Il faut dire qu’avec un déficit prévu de 7,5 milliards $ pour 2015-2016, la province de l’Ontario doit faire des choix. Pour rejoindre le Québec et le Nouveau-Brunswick, deux provinces qui siègent déjà à l’OIF aux côtés du Canada, l’Ontario devra forcément réfléchir au coût et aux retombées d’une telle adhésion, même si Mme Meilleur a pris soin d’indiquer l’intérêt de la première ministre, Kathleen Wynne, dans ce dossier.

« Une adhésion à l’OIF, ça représente des avantages, mais aussi un coût et des obligations, c’est certain. Les membres doivent régler leur adhésion mais aussi assister aux conférences et aux sommets et prévoir une équipe pour travailler sur les dossiers », reconnaît le professeur Christophe Traisnel, du Département de science politique de l’Université de Moncton. « Mais les retombées peuvent être très intéressantes car l’OIF offre une vitrine internationale. Le Québec et le Nouveau-Brunswick n’y participent pas uniquement pour parler de francophonie, mais pour les occasions d’affaires que cela représente. Une adhésion à l’OIF, ce n’est pas symbolique! »
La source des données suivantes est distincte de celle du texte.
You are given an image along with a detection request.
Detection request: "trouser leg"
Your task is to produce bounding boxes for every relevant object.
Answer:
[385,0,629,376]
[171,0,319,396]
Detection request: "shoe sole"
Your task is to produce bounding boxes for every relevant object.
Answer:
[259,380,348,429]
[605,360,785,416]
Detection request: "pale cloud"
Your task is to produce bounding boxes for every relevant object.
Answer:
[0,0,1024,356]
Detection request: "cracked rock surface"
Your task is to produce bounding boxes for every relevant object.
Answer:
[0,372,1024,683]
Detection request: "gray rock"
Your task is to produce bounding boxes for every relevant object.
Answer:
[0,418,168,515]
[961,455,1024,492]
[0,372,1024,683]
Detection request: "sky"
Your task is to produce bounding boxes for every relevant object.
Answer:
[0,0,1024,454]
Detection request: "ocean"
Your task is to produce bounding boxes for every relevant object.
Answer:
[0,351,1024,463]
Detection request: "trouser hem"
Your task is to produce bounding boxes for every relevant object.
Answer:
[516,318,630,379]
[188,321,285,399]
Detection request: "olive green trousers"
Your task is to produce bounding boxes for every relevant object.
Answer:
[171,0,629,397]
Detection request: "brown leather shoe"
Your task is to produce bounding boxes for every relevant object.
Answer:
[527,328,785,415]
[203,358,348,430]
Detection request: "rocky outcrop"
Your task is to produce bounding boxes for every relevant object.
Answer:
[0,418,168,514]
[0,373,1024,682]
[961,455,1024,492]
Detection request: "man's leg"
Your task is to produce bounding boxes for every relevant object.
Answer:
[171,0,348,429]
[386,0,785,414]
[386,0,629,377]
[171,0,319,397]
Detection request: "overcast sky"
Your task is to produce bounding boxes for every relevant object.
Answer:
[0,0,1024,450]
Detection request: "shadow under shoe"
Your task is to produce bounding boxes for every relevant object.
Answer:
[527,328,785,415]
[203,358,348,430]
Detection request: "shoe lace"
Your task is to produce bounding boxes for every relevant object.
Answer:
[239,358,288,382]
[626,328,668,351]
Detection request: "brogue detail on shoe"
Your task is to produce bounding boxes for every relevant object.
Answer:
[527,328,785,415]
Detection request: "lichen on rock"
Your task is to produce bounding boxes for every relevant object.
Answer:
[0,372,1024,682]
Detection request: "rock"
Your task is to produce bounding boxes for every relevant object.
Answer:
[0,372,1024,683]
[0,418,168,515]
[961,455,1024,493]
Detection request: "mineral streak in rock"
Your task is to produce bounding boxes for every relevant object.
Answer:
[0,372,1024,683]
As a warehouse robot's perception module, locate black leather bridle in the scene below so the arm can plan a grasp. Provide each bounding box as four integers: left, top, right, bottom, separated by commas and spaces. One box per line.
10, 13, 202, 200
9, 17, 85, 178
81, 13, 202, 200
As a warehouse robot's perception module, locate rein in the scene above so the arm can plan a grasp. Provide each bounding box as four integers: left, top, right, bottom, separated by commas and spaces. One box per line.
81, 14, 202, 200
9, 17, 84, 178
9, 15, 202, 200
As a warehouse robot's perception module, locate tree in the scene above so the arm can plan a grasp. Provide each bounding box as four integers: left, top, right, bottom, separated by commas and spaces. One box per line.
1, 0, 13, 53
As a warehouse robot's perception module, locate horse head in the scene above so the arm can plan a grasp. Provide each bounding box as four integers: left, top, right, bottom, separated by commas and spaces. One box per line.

Selon les termes de l’OIF, chaque membre doit verser une cotisation annuelle obligatoire pour siéger à la table des 57 États et gouvernements membres de l’OIF. Ainsi, en 2014, le Canada a versé une contribution statutaire d’un peu plus de 14 millions de dollars. Selon les informations recueillies par #ONfr, le Québec a, quant à lui, versé, en 2015, plus de 1,3 million $ et le Nouveau-Brunswick 135000$.

Interrogée par #ONfr à plusieurs reprises par courriel et par téléphone, l’OIF n’a pas répondu aux demandes d’entrevue, ni permis de lever le voile sur la manière de calculer cette cotisation.

Le bureau de la ministre québécoise des Relations internationales et de la Francophonie, Christine St-Pierre, précise toutefois : « Chaque État et gouvernement verse une contribution statutaire distincte basée sur la taille de son économie. La méthode de calcul prend notamment compte des moyennes récentes du Produit national brut (PNB), du PNB per capita et de la dette publique de chaque État et gouvernement ».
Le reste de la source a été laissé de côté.